The linetype = cyl mapping inside aes() tells ggplot which variable controls the dash style. scale_linetype() then auto-picks one pattern per factor level. With three cyl levels, ggplot assigns "solid", "dashed", "dotted" in order.

Tip
Always set linewidth at 1 or higher when linetype is the encoding. The default linewidth = 0.5 makes short dashes and dots look almost identical, especially on retina displays or in thumbnails. Bump to 1 or 1.2 inside geom_line() for legibility.

Five common patterns

1. Default scale_linetype() with a factor

RDefault linetypes by cyl
ggplot(mt, aes(gear, mpg, linetype = cyl, group = cyl)) + geom_line(linewidth = 1, color = "steelblue") + labs(title = "Mean MPG by gear, split by cyl")

  

The mapping linetype = cyl is enough to trigger scale_linetype() implicitly. You only call scale_linetype() directly when you want to tune the legend, the breaks, or the NA value. For full control over which pattern each level gets, jump to scale_linetype_manual() in pattern 2.

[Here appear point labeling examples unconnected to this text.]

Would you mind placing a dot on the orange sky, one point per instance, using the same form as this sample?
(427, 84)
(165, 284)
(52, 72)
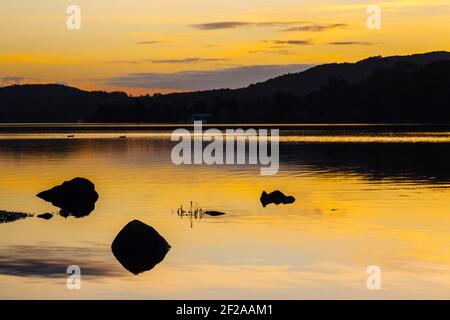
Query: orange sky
(159, 46)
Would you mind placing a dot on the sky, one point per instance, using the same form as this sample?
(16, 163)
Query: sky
(142, 46)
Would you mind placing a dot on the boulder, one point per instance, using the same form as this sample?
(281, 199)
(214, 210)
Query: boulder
(76, 197)
(138, 247)
(277, 197)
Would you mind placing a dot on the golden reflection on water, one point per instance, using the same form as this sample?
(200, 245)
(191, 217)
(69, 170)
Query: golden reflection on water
(349, 214)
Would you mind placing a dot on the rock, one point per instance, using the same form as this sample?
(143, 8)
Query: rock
(10, 216)
(214, 213)
(275, 197)
(76, 197)
(46, 216)
(138, 247)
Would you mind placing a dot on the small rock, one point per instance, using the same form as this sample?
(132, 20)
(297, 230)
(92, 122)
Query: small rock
(214, 213)
(10, 216)
(275, 197)
(77, 196)
(138, 247)
(46, 216)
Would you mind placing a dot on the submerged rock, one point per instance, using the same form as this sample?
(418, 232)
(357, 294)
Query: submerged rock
(76, 197)
(46, 216)
(275, 197)
(214, 213)
(10, 216)
(138, 247)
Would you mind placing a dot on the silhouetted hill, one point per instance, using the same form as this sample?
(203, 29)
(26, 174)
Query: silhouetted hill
(411, 88)
(314, 78)
(52, 102)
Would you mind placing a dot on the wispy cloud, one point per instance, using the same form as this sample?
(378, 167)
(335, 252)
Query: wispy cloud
(283, 52)
(293, 25)
(236, 77)
(11, 80)
(295, 42)
(149, 42)
(350, 43)
(170, 61)
(187, 60)
(318, 27)
(240, 24)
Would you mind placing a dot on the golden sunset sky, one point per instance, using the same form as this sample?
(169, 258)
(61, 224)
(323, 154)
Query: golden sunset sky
(147, 46)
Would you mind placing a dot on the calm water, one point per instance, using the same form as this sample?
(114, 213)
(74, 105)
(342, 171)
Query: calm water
(363, 199)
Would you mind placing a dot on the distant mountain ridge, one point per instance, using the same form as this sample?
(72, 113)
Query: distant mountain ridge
(308, 96)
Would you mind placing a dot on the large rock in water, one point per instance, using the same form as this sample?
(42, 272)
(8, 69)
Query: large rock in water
(138, 247)
(275, 197)
(76, 197)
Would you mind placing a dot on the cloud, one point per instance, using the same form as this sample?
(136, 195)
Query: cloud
(349, 43)
(235, 77)
(284, 52)
(149, 42)
(187, 60)
(294, 25)
(171, 61)
(240, 24)
(318, 27)
(11, 80)
(294, 42)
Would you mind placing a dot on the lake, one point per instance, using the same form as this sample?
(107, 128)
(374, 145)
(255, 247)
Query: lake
(365, 195)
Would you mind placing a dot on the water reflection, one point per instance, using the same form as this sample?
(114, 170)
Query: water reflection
(357, 204)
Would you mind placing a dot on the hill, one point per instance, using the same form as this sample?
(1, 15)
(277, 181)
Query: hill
(412, 88)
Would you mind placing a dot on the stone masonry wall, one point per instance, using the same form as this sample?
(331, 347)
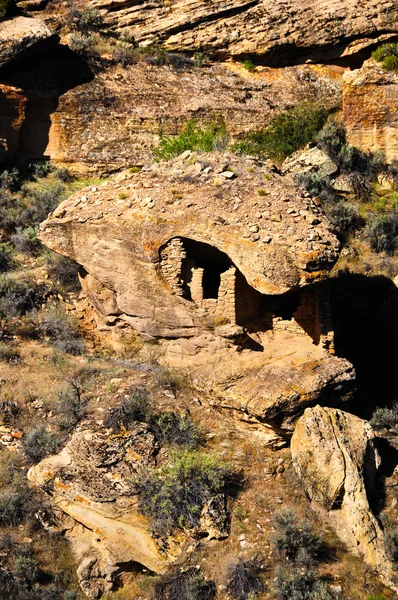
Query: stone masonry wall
(312, 318)
(172, 257)
(226, 305)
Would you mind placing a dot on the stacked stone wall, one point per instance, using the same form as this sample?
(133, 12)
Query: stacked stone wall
(172, 257)
(226, 304)
(312, 318)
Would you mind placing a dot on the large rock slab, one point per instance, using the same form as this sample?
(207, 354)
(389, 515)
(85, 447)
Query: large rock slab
(335, 456)
(20, 37)
(280, 31)
(94, 500)
(278, 239)
(370, 100)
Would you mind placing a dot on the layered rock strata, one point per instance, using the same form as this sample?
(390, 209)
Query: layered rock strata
(370, 100)
(282, 31)
(20, 37)
(215, 256)
(95, 500)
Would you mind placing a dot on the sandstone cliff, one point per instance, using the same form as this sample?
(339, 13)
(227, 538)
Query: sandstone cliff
(370, 100)
(21, 37)
(280, 32)
(209, 253)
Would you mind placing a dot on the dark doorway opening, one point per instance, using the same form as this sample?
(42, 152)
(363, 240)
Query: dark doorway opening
(211, 281)
(283, 305)
(213, 262)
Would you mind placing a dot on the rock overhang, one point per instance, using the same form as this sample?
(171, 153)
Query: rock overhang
(276, 235)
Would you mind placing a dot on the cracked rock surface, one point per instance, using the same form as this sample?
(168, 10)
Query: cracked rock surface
(335, 456)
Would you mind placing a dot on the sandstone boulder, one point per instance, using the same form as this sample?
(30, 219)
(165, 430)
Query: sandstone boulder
(283, 31)
(335, 456)
(370, 99)
(228, 273)
(311, 160)
(20, 37)
(91, 490)
(90, 481)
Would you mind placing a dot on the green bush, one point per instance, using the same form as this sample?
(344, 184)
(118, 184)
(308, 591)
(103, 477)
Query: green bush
(188, 584)
(288, 131)
(175, 495)
(294, 540)
(64, 175)
(388, 56)
(175, 430)
(3, 8)
(6, 261)
(333, 140)
(25, 240)
(249, 65)
(193, 137)
(318, 185)
(8, 353)
(27, 569)
(10, 179)
(16, 503)
(382, 233)
(168, 427)
(71, 405)
(80, 43)
(136, 407)
(38, 443)
(243, 579)
(19, 295)
(9, 412)
(297, 584)
(390, 63)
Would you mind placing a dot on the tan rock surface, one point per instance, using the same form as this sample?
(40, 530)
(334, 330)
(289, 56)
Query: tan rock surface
(113, 122)
(370, 100)
(20, 36)
(90, 481)
(282, 30)
(118, 229)
(278, 240)
(335, 456)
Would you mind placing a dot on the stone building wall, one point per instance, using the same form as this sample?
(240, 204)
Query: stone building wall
(226, 302)
(312, 318)
(238, 302)
(172, 257)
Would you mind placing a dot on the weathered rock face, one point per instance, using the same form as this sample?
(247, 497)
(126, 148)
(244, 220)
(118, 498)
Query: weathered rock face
(20, 37)
(112, 121)
(141, 235)
(281, 31)
(335, 456)
(190, 252)
(370, 100)
(92, 493)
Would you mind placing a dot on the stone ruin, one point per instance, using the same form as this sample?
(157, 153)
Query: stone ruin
(224, 263)
(207, 277)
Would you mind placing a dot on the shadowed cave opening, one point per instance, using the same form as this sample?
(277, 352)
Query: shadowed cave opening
(40, 80)
(203, 274)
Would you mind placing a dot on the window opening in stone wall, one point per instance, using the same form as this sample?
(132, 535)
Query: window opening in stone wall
(285, 305)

2. Manual patterns with scale_linetype_manual()

RHand-pick patterns per level
ggplot(mt, aes(gear, mpg, linetype = cyl, group = cyl)) + geom_line(linewidth = 1) + scale_linetype_manual(values = c("4" = "solid", "6" = "dashed", "8" = "dotted"))

  

Use scale_linetype_manual() whenever you need a specific pattern per group. Valid values are the named strings ("solid", "dashed", "dotted", "dotdash", "longdash", "twodash"), integer codes 0 to 6, or custom hex strings like "1F" (1 unit on, 15 off).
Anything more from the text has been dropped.